Sejak Deng Xiaoping meluncurkan era 'reformasi dan keterbukaan' 40 tahun silam, Partai Komunis China kian tergantung kepada perusahaan-perusahaan swasta dalam hal pertumbuhan ekonomi, penciptaan lapangan kerja dan pemasukan pajak. Namun sejak Xi Jinping berkuasa, kontrol pemerintah terhadap swasta semakin besar sampai tak jarang memicu penumpasan terhadap aktor-aktor swasta yang dianggap sudah kebablasan. Jack Ma sendiri bukan yang pertama.

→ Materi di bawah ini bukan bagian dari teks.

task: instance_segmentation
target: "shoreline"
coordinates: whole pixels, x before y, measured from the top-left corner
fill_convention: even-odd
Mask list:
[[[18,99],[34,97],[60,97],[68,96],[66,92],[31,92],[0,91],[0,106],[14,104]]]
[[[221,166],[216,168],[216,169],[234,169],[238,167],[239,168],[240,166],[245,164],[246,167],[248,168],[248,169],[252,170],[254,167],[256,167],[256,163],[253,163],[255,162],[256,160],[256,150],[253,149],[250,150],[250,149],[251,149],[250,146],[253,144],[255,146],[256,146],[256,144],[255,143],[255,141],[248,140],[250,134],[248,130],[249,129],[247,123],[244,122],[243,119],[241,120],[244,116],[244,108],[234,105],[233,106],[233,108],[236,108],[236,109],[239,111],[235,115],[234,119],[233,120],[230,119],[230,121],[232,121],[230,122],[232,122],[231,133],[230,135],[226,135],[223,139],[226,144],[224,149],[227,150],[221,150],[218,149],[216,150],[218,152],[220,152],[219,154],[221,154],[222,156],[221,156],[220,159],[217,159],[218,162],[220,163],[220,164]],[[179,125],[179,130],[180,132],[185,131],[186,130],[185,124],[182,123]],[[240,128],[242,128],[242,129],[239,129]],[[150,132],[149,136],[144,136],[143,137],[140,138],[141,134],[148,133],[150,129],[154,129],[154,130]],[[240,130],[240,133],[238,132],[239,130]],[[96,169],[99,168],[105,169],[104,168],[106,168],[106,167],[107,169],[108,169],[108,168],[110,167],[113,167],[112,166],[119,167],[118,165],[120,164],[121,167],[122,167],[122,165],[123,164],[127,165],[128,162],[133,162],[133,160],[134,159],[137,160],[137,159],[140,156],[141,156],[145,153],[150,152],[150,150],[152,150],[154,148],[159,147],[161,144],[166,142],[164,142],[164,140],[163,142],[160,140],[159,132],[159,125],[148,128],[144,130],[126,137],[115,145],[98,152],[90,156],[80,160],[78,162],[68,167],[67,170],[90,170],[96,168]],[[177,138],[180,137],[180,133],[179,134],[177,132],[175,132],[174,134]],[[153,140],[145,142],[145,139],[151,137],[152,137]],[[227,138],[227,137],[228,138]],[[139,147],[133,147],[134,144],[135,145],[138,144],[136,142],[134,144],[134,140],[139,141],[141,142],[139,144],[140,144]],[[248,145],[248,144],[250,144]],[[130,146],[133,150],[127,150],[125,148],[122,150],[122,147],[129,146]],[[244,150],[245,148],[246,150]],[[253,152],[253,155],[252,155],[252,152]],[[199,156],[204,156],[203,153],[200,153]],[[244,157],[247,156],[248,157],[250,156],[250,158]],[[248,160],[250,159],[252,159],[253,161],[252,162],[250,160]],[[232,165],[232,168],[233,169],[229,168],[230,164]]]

Sepertinya ada semacam konsensus di China bahwa silakan mengumpulkan kekayaan sebanyak mungkin, tetapi begitu keluar dari garis partai, maka semua keistimewaan itu hilang. Ini pula yang menimpa Jack Ma yang sebelum menghilang, selalu mendapatkan sanjungan dari otoritas bahkan dianggap role model.
Namun sejumlah media massa Barat seperti CNN menyebut Jack Ma terlalu besar untuk didiamkan. Saat ini saja ada 700 juga pengguna aktif layanan bisnis Alibaba, termasuk fintech-nya.

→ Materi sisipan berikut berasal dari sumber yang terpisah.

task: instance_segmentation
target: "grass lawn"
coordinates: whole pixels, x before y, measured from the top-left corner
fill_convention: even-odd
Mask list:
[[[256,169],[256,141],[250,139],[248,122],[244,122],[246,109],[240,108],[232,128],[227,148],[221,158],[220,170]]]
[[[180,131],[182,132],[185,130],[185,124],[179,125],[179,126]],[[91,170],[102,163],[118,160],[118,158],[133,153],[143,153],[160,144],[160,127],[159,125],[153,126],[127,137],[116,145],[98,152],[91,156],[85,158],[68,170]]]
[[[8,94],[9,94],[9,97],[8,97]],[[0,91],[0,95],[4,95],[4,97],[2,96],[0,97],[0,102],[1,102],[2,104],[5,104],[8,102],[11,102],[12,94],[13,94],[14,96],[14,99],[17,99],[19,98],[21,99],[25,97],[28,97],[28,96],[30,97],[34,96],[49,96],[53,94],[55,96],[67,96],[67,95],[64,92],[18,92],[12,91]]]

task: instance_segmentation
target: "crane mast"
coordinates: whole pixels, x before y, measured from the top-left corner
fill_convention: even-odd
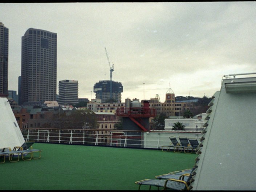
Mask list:
[[[114,71],[114,64],[113,64],[111,66],[110,65],[110,62],[109,61],[109,56],[107,55],[107,49],[105,48],[105,51],[106,51],[106,55],[107,56],[107,61],[109,62],[109,68],[110,68],[110,99],[112,98],[112,72]]]

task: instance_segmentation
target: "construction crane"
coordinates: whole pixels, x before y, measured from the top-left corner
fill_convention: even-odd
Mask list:
[[[110,62],[109,62],[109,56],[107,55],[107,49],[105,48],[105,51],[106,51],[106,54],[107,56],[107,61],[109,62],[109,68],[110,68],[110,99],[112,98],[112,72],[114,71],[114,64],[112,65],[112,67],[110,65]]]

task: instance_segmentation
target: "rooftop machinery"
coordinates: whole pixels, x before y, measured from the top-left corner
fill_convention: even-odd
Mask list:
[[[107,56],[107,61],[109,62],[109,68],[110,68],[110,99],[112,98],[112,72],[114,71],[114,64],[111,66],[110,63],[109,62],[109,56],[107,55],[107,49],[105,48],[105,51],[106,51],[106,54]]]

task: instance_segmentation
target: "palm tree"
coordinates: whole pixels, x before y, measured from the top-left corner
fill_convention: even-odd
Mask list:
[[[172,126],[172,130],[184,130],[184,128],[185,126],[182,124],[182,123],[180,123],[178,121],[176,123],[174,123],[174,125]]]

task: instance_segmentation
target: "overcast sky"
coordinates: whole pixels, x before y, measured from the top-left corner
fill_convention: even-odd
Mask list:
[[[8,90],[18,90],[21,37],[57,33],[58,81],[77,80],[78,97],[109,80],[125,99],[211,97],[223,75],[256,72],[256,2],[0,3],[9,29]],[[145,84],[143,84],[145,83]]]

Kalaupun terbungkamkan, mungkin Jack Ma-Jack Ma lain bisa bermunculan di masa mendatang sebagaimana juga Jack Ma yang bukan orang pertama di China yang dibungkam otoritas. Pengusaha dan investor Guo Guangchang dan mantan taipan real estate Ren Zhiqiang adalah dua dari sekian tokoh terkenal China lainnya sebelum Jack Ma yang pernah mendadak hilang namun kemudian muncul kembali.
Di atas itu semua, insiden Jack Ma kian menebalkan kesan kapitalisme dan liberalisme yang berpijak pasar bebas memang tengah berlaku di China, walaupun baru pada matra ekonomi, sekalipun sejumlah pakar seperti Amy Chua dalam bukunya “World on Fire” terbitan 2004 menilai China sebenarnya sudah melakukan semacam reformasi politik dengan memberlakukan pemilu semi terbuka pada tingkat desa.